Kelly Benefits Data Breach Update: Now 263,893 People Affected

April 22, 2025 update: An amended data breach disclosure with the Maine Attorney General increases the number of people affected to 263,893 from 32,234.

On March 3, 2025, Kelly & Associates Insurance Group, Inc. (also known as Kelly Benefits) discovered a significant data breach affecting the personal and health information of 263,893 individuals across the United States. The company, a leading employee benefits consulting and insurance firm, reported that the breach exposed a wide range of sensitive data, including names, Social Security numbers, tax ID numbers, dates of birth, financial account information, medical information, and health insurance details. Both personally identifiable information (PII) and protected health information (PHI) were involved.

The impact of the breach varies by state. In Maine, 7,029 residents were affected; in Massachusetts, 158; in South Carolina, 197; and in New Hampshire, 15. The company began notifying affected individuals by written notice starting April 9, 2025, with additional notifications sent by April 21, 2025.

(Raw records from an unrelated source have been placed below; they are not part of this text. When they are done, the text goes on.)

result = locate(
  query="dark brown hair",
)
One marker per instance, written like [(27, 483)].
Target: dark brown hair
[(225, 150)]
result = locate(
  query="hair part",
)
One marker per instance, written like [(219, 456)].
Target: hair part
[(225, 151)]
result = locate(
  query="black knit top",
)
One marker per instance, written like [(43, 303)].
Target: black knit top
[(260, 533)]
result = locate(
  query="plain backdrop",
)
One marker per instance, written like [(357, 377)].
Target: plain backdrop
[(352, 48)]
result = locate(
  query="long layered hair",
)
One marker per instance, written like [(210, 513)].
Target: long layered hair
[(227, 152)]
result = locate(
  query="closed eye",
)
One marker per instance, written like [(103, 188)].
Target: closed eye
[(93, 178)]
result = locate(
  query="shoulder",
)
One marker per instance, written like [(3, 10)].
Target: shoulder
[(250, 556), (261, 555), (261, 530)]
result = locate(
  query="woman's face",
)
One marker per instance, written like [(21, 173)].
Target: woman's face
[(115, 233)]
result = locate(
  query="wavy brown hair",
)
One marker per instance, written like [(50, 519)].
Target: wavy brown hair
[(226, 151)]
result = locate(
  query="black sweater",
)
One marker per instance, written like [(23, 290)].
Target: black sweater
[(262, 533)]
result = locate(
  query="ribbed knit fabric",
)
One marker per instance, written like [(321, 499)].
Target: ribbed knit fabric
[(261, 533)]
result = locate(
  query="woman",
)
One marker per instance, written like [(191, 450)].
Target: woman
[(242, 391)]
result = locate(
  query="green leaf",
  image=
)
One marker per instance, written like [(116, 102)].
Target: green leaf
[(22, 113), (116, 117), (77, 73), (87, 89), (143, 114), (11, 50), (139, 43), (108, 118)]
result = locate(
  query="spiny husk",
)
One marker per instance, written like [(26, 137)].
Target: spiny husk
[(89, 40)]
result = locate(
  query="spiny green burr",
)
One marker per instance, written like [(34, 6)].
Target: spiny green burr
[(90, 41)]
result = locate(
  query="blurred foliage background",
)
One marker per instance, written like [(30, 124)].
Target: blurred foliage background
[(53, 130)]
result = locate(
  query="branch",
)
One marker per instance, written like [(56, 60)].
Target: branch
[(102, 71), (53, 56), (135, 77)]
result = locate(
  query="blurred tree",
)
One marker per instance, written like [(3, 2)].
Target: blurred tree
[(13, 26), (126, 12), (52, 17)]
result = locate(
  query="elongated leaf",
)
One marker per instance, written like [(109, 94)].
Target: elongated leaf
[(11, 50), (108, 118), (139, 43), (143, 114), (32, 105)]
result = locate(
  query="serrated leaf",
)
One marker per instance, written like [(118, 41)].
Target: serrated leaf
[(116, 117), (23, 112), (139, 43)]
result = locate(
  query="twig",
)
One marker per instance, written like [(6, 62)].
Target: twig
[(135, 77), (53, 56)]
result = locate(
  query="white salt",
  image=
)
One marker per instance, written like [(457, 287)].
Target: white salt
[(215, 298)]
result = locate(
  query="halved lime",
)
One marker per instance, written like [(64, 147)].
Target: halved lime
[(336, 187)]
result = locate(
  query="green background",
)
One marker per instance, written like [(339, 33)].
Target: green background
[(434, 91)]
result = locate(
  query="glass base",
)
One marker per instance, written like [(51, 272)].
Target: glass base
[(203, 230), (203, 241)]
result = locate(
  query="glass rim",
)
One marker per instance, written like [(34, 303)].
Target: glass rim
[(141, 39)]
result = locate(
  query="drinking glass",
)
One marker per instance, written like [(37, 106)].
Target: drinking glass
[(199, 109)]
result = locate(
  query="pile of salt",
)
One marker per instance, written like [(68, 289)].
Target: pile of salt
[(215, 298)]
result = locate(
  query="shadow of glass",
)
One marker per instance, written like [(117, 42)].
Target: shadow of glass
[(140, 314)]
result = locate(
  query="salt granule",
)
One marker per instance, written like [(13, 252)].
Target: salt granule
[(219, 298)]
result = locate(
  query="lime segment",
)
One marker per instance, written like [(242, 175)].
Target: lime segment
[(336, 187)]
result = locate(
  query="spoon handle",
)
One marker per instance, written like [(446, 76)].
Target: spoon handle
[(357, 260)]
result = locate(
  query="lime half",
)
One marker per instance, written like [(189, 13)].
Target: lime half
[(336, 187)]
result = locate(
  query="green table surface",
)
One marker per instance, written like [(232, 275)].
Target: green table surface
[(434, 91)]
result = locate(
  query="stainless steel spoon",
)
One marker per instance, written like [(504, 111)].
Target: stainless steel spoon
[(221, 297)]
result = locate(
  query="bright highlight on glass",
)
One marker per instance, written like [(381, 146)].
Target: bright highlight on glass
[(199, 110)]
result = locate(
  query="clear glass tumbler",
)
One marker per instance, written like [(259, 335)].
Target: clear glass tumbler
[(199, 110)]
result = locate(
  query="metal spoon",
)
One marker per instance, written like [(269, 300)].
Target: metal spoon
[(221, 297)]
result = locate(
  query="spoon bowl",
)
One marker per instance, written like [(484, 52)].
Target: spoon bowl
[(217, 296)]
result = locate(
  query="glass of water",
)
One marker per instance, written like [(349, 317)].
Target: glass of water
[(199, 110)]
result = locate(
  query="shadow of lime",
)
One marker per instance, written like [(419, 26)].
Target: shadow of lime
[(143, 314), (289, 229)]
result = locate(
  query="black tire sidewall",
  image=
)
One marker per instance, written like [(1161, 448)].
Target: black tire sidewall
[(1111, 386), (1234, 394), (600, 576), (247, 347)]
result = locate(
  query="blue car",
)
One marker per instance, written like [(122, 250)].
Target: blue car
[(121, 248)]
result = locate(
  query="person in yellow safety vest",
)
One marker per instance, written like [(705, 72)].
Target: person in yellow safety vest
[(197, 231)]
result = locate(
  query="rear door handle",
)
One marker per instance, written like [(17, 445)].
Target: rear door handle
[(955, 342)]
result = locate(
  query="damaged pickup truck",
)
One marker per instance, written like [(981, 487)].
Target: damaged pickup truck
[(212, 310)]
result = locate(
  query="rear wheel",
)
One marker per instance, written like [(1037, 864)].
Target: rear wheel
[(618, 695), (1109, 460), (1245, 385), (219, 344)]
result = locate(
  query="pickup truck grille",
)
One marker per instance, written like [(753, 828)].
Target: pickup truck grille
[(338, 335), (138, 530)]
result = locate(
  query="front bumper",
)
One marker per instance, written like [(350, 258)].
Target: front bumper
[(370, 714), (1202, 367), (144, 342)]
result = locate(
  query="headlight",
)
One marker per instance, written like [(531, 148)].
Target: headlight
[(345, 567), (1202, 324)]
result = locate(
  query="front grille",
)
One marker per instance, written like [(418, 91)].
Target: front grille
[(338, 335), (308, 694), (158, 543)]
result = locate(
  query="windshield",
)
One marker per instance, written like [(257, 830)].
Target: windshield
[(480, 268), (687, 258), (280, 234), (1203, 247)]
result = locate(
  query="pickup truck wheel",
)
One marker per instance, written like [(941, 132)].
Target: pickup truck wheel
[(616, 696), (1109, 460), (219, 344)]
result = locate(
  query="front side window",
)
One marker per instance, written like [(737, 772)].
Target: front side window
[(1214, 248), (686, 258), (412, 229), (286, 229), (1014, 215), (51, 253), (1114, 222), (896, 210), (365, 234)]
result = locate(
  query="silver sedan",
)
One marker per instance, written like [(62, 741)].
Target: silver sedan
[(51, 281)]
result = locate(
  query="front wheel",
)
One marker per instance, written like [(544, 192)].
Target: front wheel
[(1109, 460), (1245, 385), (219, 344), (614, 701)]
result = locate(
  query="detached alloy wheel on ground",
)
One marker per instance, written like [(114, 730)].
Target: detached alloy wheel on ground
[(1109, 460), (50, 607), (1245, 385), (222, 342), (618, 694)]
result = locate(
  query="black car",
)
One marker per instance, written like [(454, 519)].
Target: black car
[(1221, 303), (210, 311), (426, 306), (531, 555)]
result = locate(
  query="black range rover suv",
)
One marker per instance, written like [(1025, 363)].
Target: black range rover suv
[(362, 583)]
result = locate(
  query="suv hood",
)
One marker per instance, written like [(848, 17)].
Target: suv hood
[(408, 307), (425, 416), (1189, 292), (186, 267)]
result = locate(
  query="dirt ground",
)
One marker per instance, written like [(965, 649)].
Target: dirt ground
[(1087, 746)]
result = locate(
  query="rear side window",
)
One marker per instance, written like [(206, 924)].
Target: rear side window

At this time, the specific method of the breach and the identity of those responsible have not been disclosed. However, the scope of the incident and the types of data involved make this a severe breach, as it includes both financial and health-related information.

Information exposed: names, Social Security numbers, tax ID numbers, dates of birth, financial account information, medical information, and health insurance information.

Kelly & Associates Insurance Group, Inc.'s response

After discovering the breach, Kelly Benefits took steps to investigate and contain the incident. The company notified the appropriate authorities in multiple states and at the federal level, demonstrating compliance with data breach notification laws.

Detailed information about the breach and resources for affected individuals have been made available on the Kelly Benefits data event page.

If you believe you may have been affected, it is important to remain vigilant. Consider taking the following steps:

• Review any correspondence from Kelly Benefits for instructions or resources offered to you.
• Monitor your financial accounts and credit reports for any unauthorized activity.
• Consider placing a fraud alert or credit freeze on your credit file with the major credit bureaus.
• Watch for suspicious emails, phone calls, or mail that could indicate identity theft attempts.

Kelly Benefits has provided written notice to affected individuals and is likely offering additional support, such as credit monitoring or identity protection services, as is common in breaches of this nature. For more information, you can review the official notice to the California Attorney General, notice to the Maine Attorney General, notice to the Massachusetts Attorney General, notice to the South Carolina Attorney General, notice to the New Hampshire Attorney General, and notice to the U.S. Department of Health and Human Services.